SchmidhuberAI's tweet photo. Who Invented Transformer Neural Networks (the T in ChatGPT)? Timeline of Transformer evolution https://t.co/7EJPAnRKvI

★ 1991. Original tech report on what's now called the unnormalized linear Transformer (ULTRA)[FWP0][ULTRA]. KEY/VALUE was called FROM/TO. ULTRA uses outer product rules to associate its self-invented KEYs/VALUEs through fast weights [FAST][FWP], and applies the resulting context-dependent attention mappings to incoming queries. ULTRA's computational costs scale linearly in input size, that is, for 1,000 times more text we need 1,000 times more compute, which is acceptable. Like modern quadratic Transformers (see below), the 1991 ULTRA is highly parallelizable. It was a by-product of more general research on neural networks (NNs) that learn to program fast weight changes of other NNs [FWP,FWP0-9,FWPMETA1-10], back then called fast weight controllers [FWP0] or fast weight programmers (FWPs) [FWP]. ULTRA was presented as an alternative to recurrent NNs [FWP0]. The 1991 experiments were similar to today's: predict some effect, given a sequence of inputs [FWP0].

★ 1992. Journal publication on ULTRA [FWP1], based on the 1991 tech report. Note that the terminology was different back then.

★ 1993. Recurrent ULTRA extension [FWP2] introducing the terminology of learning "internal spotlights of attention."

★ 2014. End-to-end sequence-to-sequence models [S2Sa,b,c,d] became popular for Natural Language Processing. They were not based on the 1991 unnormalized linear Transformer [ULTRA] above, but on the Long Short-Term Memory (LSTM) recurrent NN from the same lab. In 2014, this approach was combined with an attention mechanism [ATT14] that isn't linearized like the 1991-93 attention [FWP0-2] but includes a nonlinear softmax operation. The first Large Language Models (LLMs) were based on such LSTM-attention systems. See additional work on attention from 2016-17 [ATT16a-17b].

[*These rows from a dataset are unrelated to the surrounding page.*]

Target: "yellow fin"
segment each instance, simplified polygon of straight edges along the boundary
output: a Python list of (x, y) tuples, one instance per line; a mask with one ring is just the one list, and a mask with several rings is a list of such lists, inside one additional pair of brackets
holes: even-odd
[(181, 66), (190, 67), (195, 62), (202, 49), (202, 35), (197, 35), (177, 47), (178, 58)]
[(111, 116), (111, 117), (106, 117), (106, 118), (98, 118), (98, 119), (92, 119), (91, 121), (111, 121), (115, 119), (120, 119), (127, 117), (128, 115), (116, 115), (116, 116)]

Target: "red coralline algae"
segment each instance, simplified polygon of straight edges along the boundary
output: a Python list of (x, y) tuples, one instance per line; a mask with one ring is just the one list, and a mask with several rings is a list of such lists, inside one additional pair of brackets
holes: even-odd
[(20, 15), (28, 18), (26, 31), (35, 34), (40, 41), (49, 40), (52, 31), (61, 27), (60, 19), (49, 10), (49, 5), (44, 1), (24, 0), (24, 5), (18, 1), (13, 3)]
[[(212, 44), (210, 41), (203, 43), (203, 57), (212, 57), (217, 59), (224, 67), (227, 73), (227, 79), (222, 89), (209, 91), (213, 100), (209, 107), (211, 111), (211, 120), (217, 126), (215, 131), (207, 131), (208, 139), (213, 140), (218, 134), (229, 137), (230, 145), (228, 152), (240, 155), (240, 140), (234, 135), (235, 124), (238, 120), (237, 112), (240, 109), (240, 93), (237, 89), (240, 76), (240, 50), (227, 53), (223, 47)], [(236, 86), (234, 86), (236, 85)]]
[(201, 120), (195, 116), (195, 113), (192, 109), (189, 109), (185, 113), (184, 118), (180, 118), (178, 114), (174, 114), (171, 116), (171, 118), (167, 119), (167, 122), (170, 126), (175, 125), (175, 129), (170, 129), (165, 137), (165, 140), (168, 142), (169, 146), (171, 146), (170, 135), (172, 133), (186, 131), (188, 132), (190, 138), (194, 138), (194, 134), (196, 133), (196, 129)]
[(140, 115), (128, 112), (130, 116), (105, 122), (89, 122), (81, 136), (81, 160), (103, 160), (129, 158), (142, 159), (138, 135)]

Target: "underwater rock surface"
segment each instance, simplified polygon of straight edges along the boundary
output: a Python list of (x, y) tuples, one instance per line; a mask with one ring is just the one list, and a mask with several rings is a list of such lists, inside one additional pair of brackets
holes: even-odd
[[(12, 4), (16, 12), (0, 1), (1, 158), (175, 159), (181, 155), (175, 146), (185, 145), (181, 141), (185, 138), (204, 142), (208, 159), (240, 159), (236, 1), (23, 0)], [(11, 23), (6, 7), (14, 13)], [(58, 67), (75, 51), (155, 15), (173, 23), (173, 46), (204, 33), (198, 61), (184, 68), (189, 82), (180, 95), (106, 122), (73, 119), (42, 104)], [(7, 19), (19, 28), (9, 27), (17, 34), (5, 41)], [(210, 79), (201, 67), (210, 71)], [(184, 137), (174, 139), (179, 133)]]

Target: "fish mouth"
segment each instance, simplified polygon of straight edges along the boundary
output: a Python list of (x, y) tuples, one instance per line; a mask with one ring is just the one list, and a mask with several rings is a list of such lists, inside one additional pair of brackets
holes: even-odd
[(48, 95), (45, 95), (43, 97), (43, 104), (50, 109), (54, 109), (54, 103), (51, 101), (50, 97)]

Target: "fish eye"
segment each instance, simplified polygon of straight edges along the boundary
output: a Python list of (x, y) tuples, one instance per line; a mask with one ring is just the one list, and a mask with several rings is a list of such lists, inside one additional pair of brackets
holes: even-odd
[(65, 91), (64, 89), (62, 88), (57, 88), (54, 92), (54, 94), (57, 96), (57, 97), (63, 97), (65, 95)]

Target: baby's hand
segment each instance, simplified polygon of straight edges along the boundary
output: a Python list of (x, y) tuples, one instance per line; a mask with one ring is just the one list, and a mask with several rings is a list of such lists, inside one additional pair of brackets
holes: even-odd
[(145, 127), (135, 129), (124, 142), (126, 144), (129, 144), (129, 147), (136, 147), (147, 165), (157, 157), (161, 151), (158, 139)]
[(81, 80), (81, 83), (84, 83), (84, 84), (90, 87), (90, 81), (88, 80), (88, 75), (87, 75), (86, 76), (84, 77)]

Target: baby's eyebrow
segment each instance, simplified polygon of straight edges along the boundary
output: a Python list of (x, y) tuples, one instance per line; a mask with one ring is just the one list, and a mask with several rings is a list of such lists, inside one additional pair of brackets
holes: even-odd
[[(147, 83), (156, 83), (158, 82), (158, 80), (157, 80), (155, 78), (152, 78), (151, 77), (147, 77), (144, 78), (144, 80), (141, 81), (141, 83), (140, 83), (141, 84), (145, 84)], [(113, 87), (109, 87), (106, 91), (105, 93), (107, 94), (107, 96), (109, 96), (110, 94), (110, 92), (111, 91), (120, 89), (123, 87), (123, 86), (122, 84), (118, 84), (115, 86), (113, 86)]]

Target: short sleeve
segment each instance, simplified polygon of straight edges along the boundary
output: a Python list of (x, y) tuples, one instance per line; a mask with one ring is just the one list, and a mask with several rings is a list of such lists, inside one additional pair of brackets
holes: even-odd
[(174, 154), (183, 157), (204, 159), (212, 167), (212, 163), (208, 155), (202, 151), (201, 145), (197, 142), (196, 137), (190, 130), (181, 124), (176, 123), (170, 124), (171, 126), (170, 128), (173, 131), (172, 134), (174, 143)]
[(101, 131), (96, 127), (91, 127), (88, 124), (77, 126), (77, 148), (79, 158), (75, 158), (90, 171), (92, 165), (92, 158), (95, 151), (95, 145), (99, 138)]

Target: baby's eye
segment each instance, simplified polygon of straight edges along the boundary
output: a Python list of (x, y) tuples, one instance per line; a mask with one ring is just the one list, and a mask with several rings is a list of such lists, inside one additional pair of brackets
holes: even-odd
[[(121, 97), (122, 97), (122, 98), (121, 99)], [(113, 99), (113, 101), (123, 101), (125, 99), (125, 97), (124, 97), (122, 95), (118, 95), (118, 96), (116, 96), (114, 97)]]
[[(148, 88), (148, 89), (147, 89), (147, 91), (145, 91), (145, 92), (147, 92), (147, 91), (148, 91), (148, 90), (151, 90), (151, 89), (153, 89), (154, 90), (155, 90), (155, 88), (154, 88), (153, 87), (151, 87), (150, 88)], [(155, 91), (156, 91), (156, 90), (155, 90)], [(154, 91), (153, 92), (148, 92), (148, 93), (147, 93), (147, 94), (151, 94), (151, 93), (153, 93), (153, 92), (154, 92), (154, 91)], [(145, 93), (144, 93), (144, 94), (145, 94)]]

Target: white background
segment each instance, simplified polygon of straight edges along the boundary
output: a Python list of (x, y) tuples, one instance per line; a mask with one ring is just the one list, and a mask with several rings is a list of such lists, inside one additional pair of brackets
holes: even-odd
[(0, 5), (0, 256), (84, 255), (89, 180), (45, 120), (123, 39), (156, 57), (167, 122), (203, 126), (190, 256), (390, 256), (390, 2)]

★ 2017. Modern quadratic Transformer ("attention is all you need"), scaling quadratically in input size [TR1], that is, for 1,000 times more text we need 1,000,000 times more compute. Note that in 1991 [ULTRA], no journal would have accepted an NN that scales quadratically, but by 2017, compute was cheap enough to apply the quadratic Transformer (a kind of fast weight programmer [FWP]) to large amounts of data on massively parallel computers. The quadratic Transformer combines the 1991 additive outer product fast weight principle [FWP0-2] and softmax (see 2014 above): attention (query, KEY, VALUE) ~ softmax (query KEY) VALUE.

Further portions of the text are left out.